The economic cheapness of digital publication democratizes expression and gives a necessary public to writers, and types of writing, that otherwise would be confined to the hard drive or the desk drawer. And yet the supreme ease of putting words online has opened up vast new space for carelessness, confusion, whateverism. Outside of Twitter, a coercive blogginess, a paradoxically de rigueur relaxation, menaces a whole generation’s prose (no, yeah, ours too). You won’t sound contemporary and for real unless it sounds like you’re writing off the top of your head. Thus: “In The Jargon of Authenticity, Adorno went bonkers with rage, and took off after Heidegger and the existentialists with a buzz saw, loudly condemning the sloppy word that these dumb existentialists sloppily use to brag about how they know what is real and what isn’t.” This appeared on a blog (The Awl), so its blogginess shouldn’t be held too much against it. But all contemporary publications tend toward the condition of blogs, and soon, if not yet already, it will seem pretentious, elitist, and old-fashioned to write anything, anywhere, with patience and care.
The accidental progenitor of the blogorrheic style is David Foster Wallace. What distinguishes Wallace’s writing from the prose it begot is a fusion of the scrupulous and the garrulous; all of our colloquialisms, typically diffusing a mist of vagueness over the world, are pressed into the service of exactness. To a generation of writers, the DFW style was the sound of telling the truth, as—in an opposite way—the flat declaratives and simplified vocabulary of Hemingway were for a different generation. But an individual style, terse or wordy, can breed a generalized mannerism, and the path once cleared to saying things truly and well is now an obstacle course. In the case of the blogorrheic style, institutional and technological pressures coincided with Wallace’s example. Bloggers (which more and more is just to say writers) had little or no editing to deal with, and if they blogged for money they needed to produce, produce. The combination discouraged the stylistic virtues of concision, selectivity, and impersonality.
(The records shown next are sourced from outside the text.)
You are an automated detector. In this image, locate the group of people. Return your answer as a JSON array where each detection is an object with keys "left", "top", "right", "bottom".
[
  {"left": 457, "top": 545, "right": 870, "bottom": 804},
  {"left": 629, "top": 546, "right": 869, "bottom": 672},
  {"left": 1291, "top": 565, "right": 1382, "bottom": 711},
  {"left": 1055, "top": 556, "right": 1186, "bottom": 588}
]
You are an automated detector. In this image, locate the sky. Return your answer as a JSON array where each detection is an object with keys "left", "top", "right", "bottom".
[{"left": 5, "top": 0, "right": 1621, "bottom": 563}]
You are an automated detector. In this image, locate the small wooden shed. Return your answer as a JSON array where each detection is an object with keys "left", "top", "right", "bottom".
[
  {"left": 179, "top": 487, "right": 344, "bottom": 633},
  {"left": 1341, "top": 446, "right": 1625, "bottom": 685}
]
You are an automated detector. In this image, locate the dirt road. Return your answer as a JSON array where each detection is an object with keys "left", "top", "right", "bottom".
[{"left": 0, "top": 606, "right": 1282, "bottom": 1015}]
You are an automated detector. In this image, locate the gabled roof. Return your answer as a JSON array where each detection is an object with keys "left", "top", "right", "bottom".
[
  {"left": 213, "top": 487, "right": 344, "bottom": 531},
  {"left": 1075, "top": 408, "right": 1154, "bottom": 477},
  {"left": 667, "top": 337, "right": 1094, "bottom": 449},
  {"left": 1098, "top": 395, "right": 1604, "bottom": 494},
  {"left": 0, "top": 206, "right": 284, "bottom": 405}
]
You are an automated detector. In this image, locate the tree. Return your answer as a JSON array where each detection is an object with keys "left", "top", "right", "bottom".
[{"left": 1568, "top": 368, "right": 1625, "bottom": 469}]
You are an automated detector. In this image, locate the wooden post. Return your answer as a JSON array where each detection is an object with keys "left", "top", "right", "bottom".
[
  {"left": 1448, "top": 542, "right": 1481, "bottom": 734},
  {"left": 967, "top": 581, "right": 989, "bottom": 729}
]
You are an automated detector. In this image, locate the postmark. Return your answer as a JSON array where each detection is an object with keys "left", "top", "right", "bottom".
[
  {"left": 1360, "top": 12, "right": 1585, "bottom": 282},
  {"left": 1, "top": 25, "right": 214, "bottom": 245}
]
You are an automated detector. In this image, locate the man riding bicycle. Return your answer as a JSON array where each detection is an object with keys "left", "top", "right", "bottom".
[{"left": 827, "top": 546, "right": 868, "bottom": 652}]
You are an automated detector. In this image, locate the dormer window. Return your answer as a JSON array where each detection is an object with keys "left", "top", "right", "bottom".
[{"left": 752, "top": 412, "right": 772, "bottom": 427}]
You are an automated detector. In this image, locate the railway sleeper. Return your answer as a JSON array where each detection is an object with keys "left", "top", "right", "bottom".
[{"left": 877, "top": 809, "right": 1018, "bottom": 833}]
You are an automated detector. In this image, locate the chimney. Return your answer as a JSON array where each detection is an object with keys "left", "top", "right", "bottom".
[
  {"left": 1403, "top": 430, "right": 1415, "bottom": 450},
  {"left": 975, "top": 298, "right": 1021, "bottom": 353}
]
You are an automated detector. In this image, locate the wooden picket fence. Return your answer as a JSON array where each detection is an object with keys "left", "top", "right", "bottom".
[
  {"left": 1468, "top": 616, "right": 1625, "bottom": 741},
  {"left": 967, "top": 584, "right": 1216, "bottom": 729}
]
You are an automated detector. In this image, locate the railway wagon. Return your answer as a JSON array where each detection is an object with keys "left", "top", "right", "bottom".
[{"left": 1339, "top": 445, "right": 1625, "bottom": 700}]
Enter—ambiguously—Twitter. The strict 140-character limit (shorter if you want retweets), established at the length of a text message, has defined the service since its launch in 2006. The tweet is a literary form of Oulipian arbitrariness, and the straitjacket of the form has determined the schizophrenia of the content. A tweet is so short that you can get right to the point—but so short, also, that why should it have one? Twitter’s formal properties bend, simultaneously, in opposite directions: toward the essential but also the superfluous, the concise but also the verbose.
There’s not much point in deploring the over-tweeters of the under-important. Just unfollow them. (Except, of course, where the elaborate social politics of Twitter forbid unfollowing.) But two-faced Twitter has also brought about, in its opposite aspect, the very last thing to have been expected from the internet: a renovation of the epigram or aphorism, a revaluation of the literary virtues of terseness and impersonality.
This means that Twitter, officially a microblogging platform, in practice has often functioned in a way opposite to the blog. Of course a tweet is just a tweet, not to be made too much of. Even so, La Rochefoucauld, Oscar Wilde, Dorothy Parker, Cyril Connolly, the Kafka of The Blue Octavo Notebooks, Cioran—they would have been excellent tweeters, and the best tweets, today, rival their greatest one-liners. (In fact to encounter their sententiae parcelled out as tweets would have made for a better experience than reading The Unquiet Grave or The Trouble with Being Born straight through. Aphorisms are ideally consumed like nuts or candies, a handful at a time.) So Twitter doesn’t only have the widely recognized usefulness of providing updates on news and revolution, and illuminating links, and many laughs and smirks. It has also brought about a surprising revival of the epigrammatic impulse in a literary culture that otherwise values the merely personal and the super-colloquial as badges of authenticity. “Write as short as you can/ In order/ Of what matters,” John Berryman counseled in a pre-tweet of 44 characters. Favorite that, followers.